PRD-021: Semantic Corpus Search¶

Status: Draft
Authors: Podcast Scraper Team
Related RFCs:
RFC-061 (Semantic Corpus Search — technical design)
RFC-049 (GIL Core — prerequisite, provides indexable artifacts)
RFC-050 (GIL Use Cases — prerequisite, defines UC4/UC5 that this feature unlocks)
RFC-051 (Database Projection — complementary serving layer)
RFC-055/056 (KG Core / Use Cases — KG artifacts are also indexable)
Related PRDs:
PRD-017: Grounded Insight Layer (GIL artifacts are the primary search corpus)
PRD-019: Knowledge Graph Layer (KG topics/entities benefit from semantic matching)
PRD-018: Database Projection (complementary — SQL for structured, vectors for semantic)
Related Documents:
GitHub #466 — GI + KG depth roadmap
docs/architecture/PLATFORM_ARCHITECTURE_BLUEPRINT.md — Platform context
Related UX specs:
UXS-001: GI / KG viewer (viewer surfaces semantic search per RFC-062)

Summary¶

Semantic Corpus Search adds meaning-based retrieval over the podcast corpus — insights, quotes, summaries, and transcript chunks — using sentence embeddings and a vector index.

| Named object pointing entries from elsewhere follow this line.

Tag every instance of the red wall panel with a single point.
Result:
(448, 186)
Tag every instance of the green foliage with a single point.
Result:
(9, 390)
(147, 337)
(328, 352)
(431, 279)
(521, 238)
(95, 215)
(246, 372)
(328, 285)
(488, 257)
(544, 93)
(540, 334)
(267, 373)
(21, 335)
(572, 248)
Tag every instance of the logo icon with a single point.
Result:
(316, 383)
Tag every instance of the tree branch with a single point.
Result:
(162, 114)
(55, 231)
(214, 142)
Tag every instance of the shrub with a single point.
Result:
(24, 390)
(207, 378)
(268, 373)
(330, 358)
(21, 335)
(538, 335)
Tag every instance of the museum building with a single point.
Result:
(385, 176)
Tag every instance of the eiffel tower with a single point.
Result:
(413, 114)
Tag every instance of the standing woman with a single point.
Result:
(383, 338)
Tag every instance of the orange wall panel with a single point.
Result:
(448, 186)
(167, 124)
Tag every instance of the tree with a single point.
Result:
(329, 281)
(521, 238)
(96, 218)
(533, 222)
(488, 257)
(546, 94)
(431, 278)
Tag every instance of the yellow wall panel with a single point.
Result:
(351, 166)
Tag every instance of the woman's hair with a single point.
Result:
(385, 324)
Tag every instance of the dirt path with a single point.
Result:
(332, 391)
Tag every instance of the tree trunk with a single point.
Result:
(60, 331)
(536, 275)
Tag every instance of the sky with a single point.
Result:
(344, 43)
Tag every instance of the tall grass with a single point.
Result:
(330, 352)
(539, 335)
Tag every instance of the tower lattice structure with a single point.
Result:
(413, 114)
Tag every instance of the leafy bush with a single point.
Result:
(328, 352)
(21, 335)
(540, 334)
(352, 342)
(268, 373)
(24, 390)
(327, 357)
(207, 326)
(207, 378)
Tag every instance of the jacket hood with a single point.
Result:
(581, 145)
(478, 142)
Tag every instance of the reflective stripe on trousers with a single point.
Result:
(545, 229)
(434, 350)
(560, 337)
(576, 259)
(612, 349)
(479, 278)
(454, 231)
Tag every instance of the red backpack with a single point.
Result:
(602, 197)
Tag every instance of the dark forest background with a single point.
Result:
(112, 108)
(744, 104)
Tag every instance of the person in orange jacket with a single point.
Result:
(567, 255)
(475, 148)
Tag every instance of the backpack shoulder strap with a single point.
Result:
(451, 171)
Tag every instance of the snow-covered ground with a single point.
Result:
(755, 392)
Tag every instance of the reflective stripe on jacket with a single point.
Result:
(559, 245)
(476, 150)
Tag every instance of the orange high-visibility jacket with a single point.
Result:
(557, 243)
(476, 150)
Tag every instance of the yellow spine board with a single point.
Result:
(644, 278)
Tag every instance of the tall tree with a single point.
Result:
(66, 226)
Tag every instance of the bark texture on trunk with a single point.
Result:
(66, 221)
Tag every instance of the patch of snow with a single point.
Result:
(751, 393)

Users query in natural language and get ranked results with full GIL provenance (supporting quotes, timestamps, grounding status). This transforms GIL and KG from "write-heavy, read-weak" artifact stores into a navigable, question-driven knowledge layer.

Background & Context¶

The podcast scraper pipeline produces rich structured artifacts: GIL insights with grounded quotes (gi.json), KG entities and topics (kg.json), summaries with bullets, and full transcripts. However, consumption is limited to exact-match filtering:

gi explore --topic "AI Regulation" uses substring matching on insight text — "Government AI Policy" or "tech oversight" won't match
gi query maps fixed English patterns to the same explore path — not semantic
kg entities and kg topics roll up by exact string — "Elon Musk" vs "Musk" are separate
No way to ask "what do my podcasts say about X?" across the corpus

The project already loads sentence-transformers (all-MiniLM-L6-v2) for GIL grounding evidence (QA + NLI), but this capability is not exposed for user-facing search. The megasketch (Part A.7) explicitly defers "optional search later."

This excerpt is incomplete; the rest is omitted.